The CAA-Warners Conversations

If Paris Paramount was made at a traditional studio—say, Warner Bros.—it would likely cost $30 million to $40 million less, according to studio sources, because the talent compensation would be paid as a mix of upfront fees and either box office bonuses, or cash-break contingent compensation, or both. Indeed, I’m told that when Warner Bros. Discovery C.E.O. David Zaslav—who counts Meyers among his favorite directors and a personal friend, which should surprise nobody—saw that the project had fallen apart at Netflix, he and Warners film chiefs Mike De Luca and Pam Abdy almost immediately expressed interest in taking it over… but, at a lower upfront price—a price made possible because of the traditional contingent compensation that factors into studio economics.  

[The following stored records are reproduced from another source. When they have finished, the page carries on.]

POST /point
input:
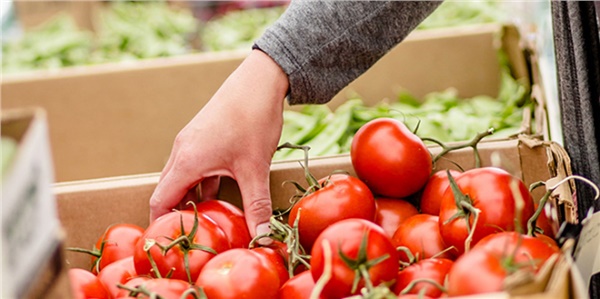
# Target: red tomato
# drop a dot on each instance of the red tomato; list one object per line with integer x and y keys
{"x": 421, "y": 235}
{"x": 239, "y": 273}
{"x": 84, "y": 284}
{"x": 116, "y": 273}
{"x": 434, "y": 189}
{"x": 167, "y": 228}
{"x": 390, "y": 159}
{"x": 390, "y": 212}
{"x": 432, "y": 269}
{"x": 298, "y": 287}
{"x": 119, "y": 242}
{"x": 229, "y": 217}
{"x": 341, "y": 197}
{"x": 489, "y": 190}
{"x": 277, "y": 261}
{"x": 133, "y": 283}
{"x": 527, "y": 251}
{"x": 476, "y": 272}
{"x": 165, "y": 288}
{"x": 354, "y": 244}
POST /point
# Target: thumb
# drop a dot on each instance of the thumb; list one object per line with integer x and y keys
{"x": 169, "y": 191}
{"x": 256, "y": 197}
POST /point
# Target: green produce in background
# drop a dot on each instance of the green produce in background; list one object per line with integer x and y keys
{"x": 443, "y": 116}
{"x": 238, "y": 29}
{"x": 454, "y": 13}
{"x": 131, "y": 31}
{"x": 56, "y": 44}
{"x": 128, "y": 30}
{"x": 9, "y": 149}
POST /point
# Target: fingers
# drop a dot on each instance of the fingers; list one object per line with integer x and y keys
{"x": 172, "y": 188}
{"x": 210, "y": 188}
{"x": 257, "y": 203}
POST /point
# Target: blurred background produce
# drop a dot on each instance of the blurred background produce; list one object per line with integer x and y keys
{"x": 130, "y": 30}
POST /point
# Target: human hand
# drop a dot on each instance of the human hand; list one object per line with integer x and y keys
{"x": 234, "y": 135}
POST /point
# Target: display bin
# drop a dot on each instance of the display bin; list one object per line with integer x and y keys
{"x": 86, "y": 208}
{"x": 31, "y": 235}
{"x": 121, "y": 119}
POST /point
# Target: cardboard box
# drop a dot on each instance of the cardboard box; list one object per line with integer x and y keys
{"x": 33, "y": 13}
{"x": 121, "y": 119}
{"x": 87, "y": 207}
{"x": 30, "y": 225}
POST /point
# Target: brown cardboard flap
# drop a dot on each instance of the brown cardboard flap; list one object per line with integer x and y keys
{"x": 87, "y": 208}
{"x": 121, "y": 119}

Producer Jason Blum talked about this issue on my podcast last year, and he did a whole op-ed about it in the Times. Buyouts make “the business of movie and TV show producing very expensive,” he wrote. And they don’t exactly incentivize talent to do their best work. I always think back to the days when I delivered BJs Pizza in high school. I sprinted to my car and rolled every stop sign to hopefully earn bigger tips. If I was delivering for Grubhub today, where the tip is often determined before the delivery, I would take my sweet-ass time. Same with movies, Blum argued. “When creators set out to make TV shows and movies for you, give them a deal that pays them handsomely for success,” he wrote. “And share the internal performance numbers that define that success. You will be able to pay less upfront, and you will find an increase in the quality of the work.”

Less upfront. In these challenged times, what if placing a bit of the risk on the talent while compensating them more in success is the answer for the streamers? That would require more data transparency, of course, but it would also lower content costs, at least in the short term. 

CAA is now said to be asking Warner Bros. to spend more than $100 million for Paris Paramount, plus the participations, and talks are ongoing. (Warners and CAA declined to comment.) That’s still a lot, and we can argue about whether Warners, or any traditional theatrical studio, should spend nine figures on a star-driven Nancy Meyers movie in 2023, when the entire rom-com genre is challenged in theaters, to say nothing of the great-kitchen-sophisticated-rom-com subgenre. (Those Montecito home furnishings and the perfectly chilled chardonnay probably cost more than they should.) But Meyers’ films have always cost a lot, and she’s a fairly reliable hitmaker. Check out her past five films as a director:

The Intern (2015): $194 million
It’s Complicated (2009): $219 million
The Holiday (2006): $205 million
Something’s Gotta Give (2003): $265 million
What Women Want (2000): $374 million

Maybe the world has changed since 2015, but when you greenlight a theatrical movie, you gauge it based not on how it’ll do in theaters, per se, but in the entire first revenue cycle, which includes theaters, premium video on demand and the Pay 1 television or streaming deal. Netflix doesn’t have that luxury, nor did Warners under previous WarnerMedia C.E.O. Jason Kilar, who removed the lucrative PVOD window from the equation, moved movies quickly from theaters to HBO Max, and, as we saw in 2021, debuted movies on both simultaneously or only on streaming.

Netflix does know that rom-coms, especially high-end rom-coms with mature stars that appeal to older viewers weaned in the heyday of the ’90s and 2000s, have been flourishing on streaming lately. J.Lo is getting that Palisades property thanks in part to her paydays on Shotgun Wedding and Marry Me. You People, Your Place or Mine—both star-driven hits for Netflix. And both were less expensive than Paris Paramount.  

Where this move ends up will say a lot about the state of the business. Bryan Lourd isn’t being piggish, he’s testing the market—a market that is changing pretty rapidly. Two years ago, Stuber probably would have said yes to $150 million. Now, he doesn’t. Maybe Warners will figure out a deal that works. Apple seems to be spending whatever it needs to spend to put out press releases with big star names on them. And if not, Meyers and her very pricey actors will figure out something else to do with their summer.